Microsoft on Thursday announced plans to rebuild its Edge browser, included with Windows 10, to run on Chromium — and in the process, port it to macOS for the first time.
No firm launch date for the Mac port has been announced, but it may show up in late 2019, The Verge said. Microsoft is allegedly aiming less for expanded marketshare than making it easier for Mac-based Web developers to test on Edge without having to use Boot Camp to run Windows.
Chromium is the same open-source rendering engine that underlies Google Chrome, and Microsoft's corporate VP of Windows, Joe Belfiore, said that the company intends to collaborate with Google, Apple, and every other entity that makes Chromium contributions.
"People using Microsoft Edge (and potentially other browsers) will experience improved compatibility with all Web sites, while getting the best-possible battery life and hardware integration on all kinds of Windows devices," the executive commented.
Microsoft has reportedly been considering the switch for a year or more, under pressure from both businesses and the public at large to improve Web compatibility. Chrome's popularity has helped make Chromium a de facto standard.

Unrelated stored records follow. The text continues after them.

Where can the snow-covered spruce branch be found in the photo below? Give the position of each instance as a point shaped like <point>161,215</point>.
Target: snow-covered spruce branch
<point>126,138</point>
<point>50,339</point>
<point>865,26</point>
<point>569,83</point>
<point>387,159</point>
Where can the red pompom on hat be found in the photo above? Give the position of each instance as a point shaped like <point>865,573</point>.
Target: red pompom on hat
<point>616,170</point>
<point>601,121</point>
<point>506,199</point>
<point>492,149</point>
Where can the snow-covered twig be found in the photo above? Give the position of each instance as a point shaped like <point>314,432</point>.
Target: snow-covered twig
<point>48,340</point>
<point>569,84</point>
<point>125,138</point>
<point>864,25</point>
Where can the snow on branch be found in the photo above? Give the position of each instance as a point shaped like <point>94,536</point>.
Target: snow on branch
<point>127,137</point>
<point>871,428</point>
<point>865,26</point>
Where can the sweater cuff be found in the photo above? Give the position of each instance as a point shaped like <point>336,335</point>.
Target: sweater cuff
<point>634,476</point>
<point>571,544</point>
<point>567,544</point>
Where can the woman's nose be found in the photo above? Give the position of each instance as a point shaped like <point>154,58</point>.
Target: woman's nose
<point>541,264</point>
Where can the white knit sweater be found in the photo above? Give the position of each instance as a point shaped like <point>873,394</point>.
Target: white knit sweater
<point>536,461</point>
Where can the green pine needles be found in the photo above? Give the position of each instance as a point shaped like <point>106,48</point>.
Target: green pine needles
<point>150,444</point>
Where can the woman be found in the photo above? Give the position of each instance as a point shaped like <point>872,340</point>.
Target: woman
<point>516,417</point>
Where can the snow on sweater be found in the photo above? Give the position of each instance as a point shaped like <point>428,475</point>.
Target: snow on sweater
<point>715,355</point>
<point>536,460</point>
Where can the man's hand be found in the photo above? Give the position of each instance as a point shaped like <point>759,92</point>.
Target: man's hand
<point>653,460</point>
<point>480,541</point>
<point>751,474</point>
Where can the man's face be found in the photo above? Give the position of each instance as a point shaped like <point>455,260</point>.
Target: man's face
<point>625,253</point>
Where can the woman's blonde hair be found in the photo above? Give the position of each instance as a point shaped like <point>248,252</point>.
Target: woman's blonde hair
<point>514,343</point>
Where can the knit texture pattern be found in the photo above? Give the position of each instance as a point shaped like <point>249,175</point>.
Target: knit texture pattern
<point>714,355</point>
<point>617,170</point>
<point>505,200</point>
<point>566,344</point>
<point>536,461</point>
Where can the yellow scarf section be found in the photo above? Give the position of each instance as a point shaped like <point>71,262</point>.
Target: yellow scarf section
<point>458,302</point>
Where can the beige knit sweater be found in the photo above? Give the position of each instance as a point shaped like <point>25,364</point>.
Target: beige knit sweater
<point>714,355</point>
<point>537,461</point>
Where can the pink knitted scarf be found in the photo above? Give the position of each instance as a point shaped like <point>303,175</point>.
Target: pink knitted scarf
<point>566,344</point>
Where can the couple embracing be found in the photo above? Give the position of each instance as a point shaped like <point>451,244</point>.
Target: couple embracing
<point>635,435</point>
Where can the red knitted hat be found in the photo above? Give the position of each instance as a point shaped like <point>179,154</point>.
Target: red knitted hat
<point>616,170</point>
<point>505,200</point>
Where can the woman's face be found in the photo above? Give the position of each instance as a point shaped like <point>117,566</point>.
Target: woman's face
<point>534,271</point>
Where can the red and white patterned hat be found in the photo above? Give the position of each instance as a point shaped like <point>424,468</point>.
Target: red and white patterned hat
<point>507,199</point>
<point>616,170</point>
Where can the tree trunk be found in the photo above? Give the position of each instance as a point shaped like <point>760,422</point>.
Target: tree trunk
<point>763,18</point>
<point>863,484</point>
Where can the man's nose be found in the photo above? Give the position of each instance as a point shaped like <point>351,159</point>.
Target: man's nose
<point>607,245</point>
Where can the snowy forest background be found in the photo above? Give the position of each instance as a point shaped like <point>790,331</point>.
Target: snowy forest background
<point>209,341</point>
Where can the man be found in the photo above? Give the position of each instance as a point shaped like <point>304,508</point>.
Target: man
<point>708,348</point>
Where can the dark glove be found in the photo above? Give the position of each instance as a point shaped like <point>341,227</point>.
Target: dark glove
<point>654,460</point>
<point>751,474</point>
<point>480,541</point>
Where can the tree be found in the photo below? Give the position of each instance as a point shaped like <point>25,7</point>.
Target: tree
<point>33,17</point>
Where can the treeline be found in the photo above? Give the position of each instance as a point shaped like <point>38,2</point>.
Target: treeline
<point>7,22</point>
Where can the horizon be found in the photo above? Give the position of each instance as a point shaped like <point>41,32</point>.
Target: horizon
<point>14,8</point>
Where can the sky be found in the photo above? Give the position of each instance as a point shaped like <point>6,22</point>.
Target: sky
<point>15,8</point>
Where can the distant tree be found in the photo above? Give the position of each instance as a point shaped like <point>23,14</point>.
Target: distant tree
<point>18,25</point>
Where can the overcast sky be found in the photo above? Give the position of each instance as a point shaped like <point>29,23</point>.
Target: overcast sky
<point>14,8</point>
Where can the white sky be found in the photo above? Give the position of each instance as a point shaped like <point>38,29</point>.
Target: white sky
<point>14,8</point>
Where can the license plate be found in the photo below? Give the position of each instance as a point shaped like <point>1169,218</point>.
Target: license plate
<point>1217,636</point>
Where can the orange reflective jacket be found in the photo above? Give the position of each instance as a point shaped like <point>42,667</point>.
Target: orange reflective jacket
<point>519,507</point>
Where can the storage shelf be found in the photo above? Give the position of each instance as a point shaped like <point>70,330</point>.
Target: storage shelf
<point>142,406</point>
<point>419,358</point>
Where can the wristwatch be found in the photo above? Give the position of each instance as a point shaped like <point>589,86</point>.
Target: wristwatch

Another benefit of the switch is that Edge will be untethered from Windows 10 and come to Windows 7 and 8, reducing headaches for organizations with older machines, and allowing Microsoft to make more frequent browser updates.
Apple and Microsoft have had browsers on each other's platforms in the past, but Internet Explorer for Mac has long been discontinued, and Apple abandoned Safari for Windows in 2012.